第17話 二次選考③

 その道すがら、ソフィアは辺りを見回してほうっと息を吐いた。


 ここは本当に、豪華絢爛という言葉がぴったりな場所だ。精緻に彫刻された柱も、美しい絵画で飾られた天井も、金の装飾が施された壁も、全て来るときに一度は目にしたはずなのに、やっぱりその美しさにため息が漏れる。


「ソフィア嬢」


 周りを眺めながらゆっくりと歩いていると、後ろから声をかけられてソフィアはふと足を止めた。振り向くと、近衛騎士の格好をした男性が立っていた。少し癖のある茶色い髪はふわりとしていて、程よい高さの鼻梁はすっきりと通っている。空のように澄んだ青い瞳は少し垂れ気味で優しそうな印象を受けた。


(さっきの……)


 ソフィアはその人を見て、すぐにアーサー王子の後ろに控えていた近衛騎士だと気付いた。そして、とてもいい匂いがする。この人もあの香水をつけているのだな、とソフィアは思った。


「どうかなさいましたか?」

「どこに滞在している? マリオット伯爵家はタウンハウスがないだろう?」


 ソフィアはその問いかけに少なからず驚いた。マリオット伯爵家が困窮していることは近衛騎士にまで知れ渡っているらしい。


「リンギット子爵邸ですわ。嫁いだ叔母がおりますの」


 ソフィアの答えを聞くと、近衛騎士は「ああ、そう言えば」と呟く。ソフィアはなぜそんなことを聞くのかと、近衛騎士を見返した。


「それがどうかなさいましたか?」

「いや。滞在先が宿なら、引き上げて王宮ここの客間を使えばいいと思ったんだ。用意させることは容易いから。──けれど、叔母上のお屋敷があるなら心配いらないな。帰りは馬車?」

「はい」


 ソフィアはこくりと頷く。馬車と言っても、この選考試験の終了時間がわからないのでリンギット子爵邸の馬車は既に屋敷に戻ってしまった。ソフィアは通り沿いで辻馬車を拾うのだが、そこまで言う必要はないだろう。


「そう。なら、よかった」


 その近衛騎士はホッと息を吐くと、安心したように微笑んだ。元々少し垂れ気味の目元がさらに下がり、くしゃりと表情が崩れる。ソフィアはその笑顔を見て、胸がキュンとするのを感じた。


(? なにかしら?)


 咄嗟に胸に手を当てる。さっきもこの人と目が合って、胸がおかしかった。ソフィアはよくわからずに首を傾げる。


「ソフィア嬢? どうかした?」

「あ、いえ。なんでもございませんわ」


 ソフィアはすぐに表情を取り繕うと、ほほっと笑って見せる。


「そう? ならいいのだけど。では、気を付けて」

「はい、ありがとうございます」


 ソフィアはお礼を言うと、その場を後にする。そして、少し歩いたところで、なぜ今の近衛騎士が追いかけて来たのか気づいた。

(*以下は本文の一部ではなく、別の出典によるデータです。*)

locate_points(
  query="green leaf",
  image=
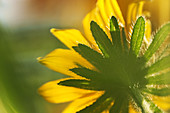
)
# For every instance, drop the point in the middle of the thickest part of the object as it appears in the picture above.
(84, 72)
(160, 65)
(138, 97)
(162, 79)
(158, 92)
(101, 39)
(125, 44)
(157, 41)
(120, 105)
(78, 83)
(137, 36)
(146, 105)
(115, 32)
(101, 104)
(89, 54)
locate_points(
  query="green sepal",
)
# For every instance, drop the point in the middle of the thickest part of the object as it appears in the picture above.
(120, 105)
(115, 32)
(160, 65)
(137, 97)
(101, 104)
(85, 72)
(158, 92)
(149, 106)
(162, 79)
(137, 36)
(78, 83)
(125, 43)
(101, 39)
(157, 41)
(89, 54)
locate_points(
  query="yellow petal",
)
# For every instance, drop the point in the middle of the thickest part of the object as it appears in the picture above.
(148, 30)
(132, 110)
(61, 60)
(81, 103)
(70, 37)
(58, 94)
(101, 14)
(162, 102)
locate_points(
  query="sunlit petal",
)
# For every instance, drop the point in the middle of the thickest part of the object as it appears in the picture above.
(61, 60)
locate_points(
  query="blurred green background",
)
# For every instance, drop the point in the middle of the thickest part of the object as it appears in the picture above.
(25, 36)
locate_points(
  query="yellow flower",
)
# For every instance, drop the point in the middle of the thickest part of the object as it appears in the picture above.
(66, 61)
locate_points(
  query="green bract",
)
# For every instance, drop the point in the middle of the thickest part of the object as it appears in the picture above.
(122, 73)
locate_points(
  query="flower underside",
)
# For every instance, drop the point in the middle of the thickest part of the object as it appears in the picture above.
(122, 71)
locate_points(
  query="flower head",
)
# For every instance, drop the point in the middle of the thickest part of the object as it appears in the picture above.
(108, 71)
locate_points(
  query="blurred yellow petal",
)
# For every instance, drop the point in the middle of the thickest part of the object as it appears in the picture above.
(70, 37)
(61, 60)
(132, 110)
(162, 102)
(107, 111)
(81, 103)
(58, 94)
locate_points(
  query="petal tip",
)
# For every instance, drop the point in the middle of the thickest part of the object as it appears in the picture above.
(53, 30)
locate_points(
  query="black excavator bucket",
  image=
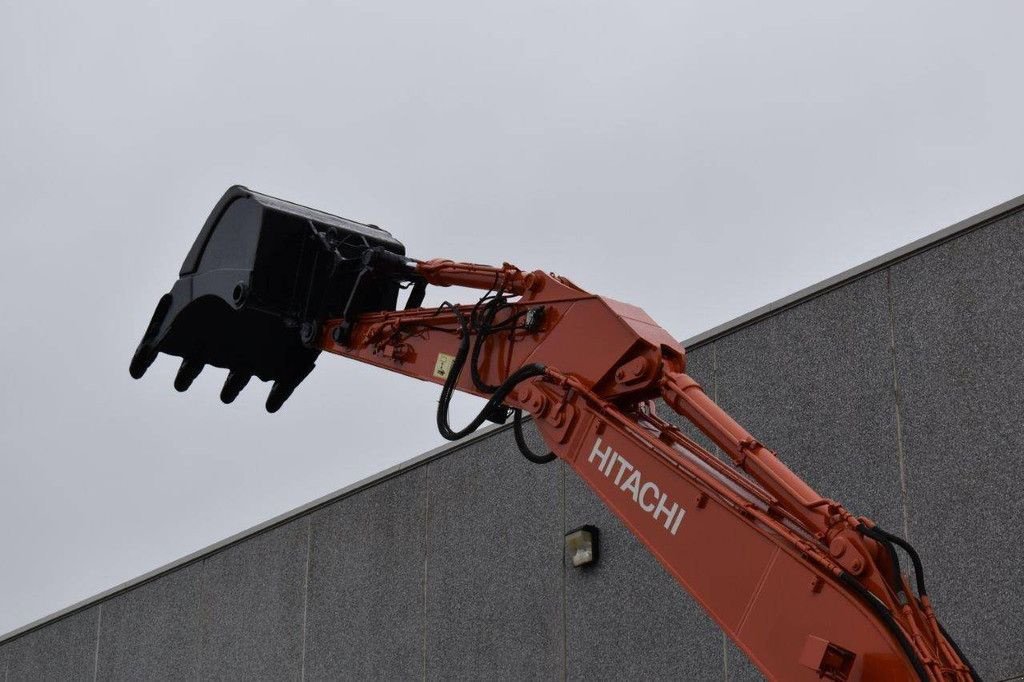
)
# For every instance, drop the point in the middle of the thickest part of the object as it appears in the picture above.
(261, 276)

(もしかして、マリオット伯爵家の困窮具合を知っていたから、気を利かせてくれたのかしら?)


 マリオット伯爵家は貧乏だ。貴族令嬢と侍女だけで滞在しても安全なホテルの代金を何日も払い続けるのは、正直言ってつらい。もしや、そのことを心配して声をかけてきたのではないだろうか。


 ソフィアは今来た豪華の廊下をくるりと振り返る。メルも釣られたように立ち止まり、後ろを振り返った。


「ソフィア様、どうかされましたか?」


 メルが怪訝な表情でソフィアを見つめる。


「……。なんでもないわ」


 視線の先には既に誰もおらず、辺りは静謐に包まれている。豪奢な廊下の奥からは、あの甘い香りがソフィアを誘うように漂ってくる気がした。


    ◇ ◇ ◇


 多くのご令嬢が帰宅したのち、王宮の一角ではアーサー王子、キーリス特級政務官を始めとする重鎮達が集まり、円卓を囲んでいた。手元にあるのは今日の試験結果だ。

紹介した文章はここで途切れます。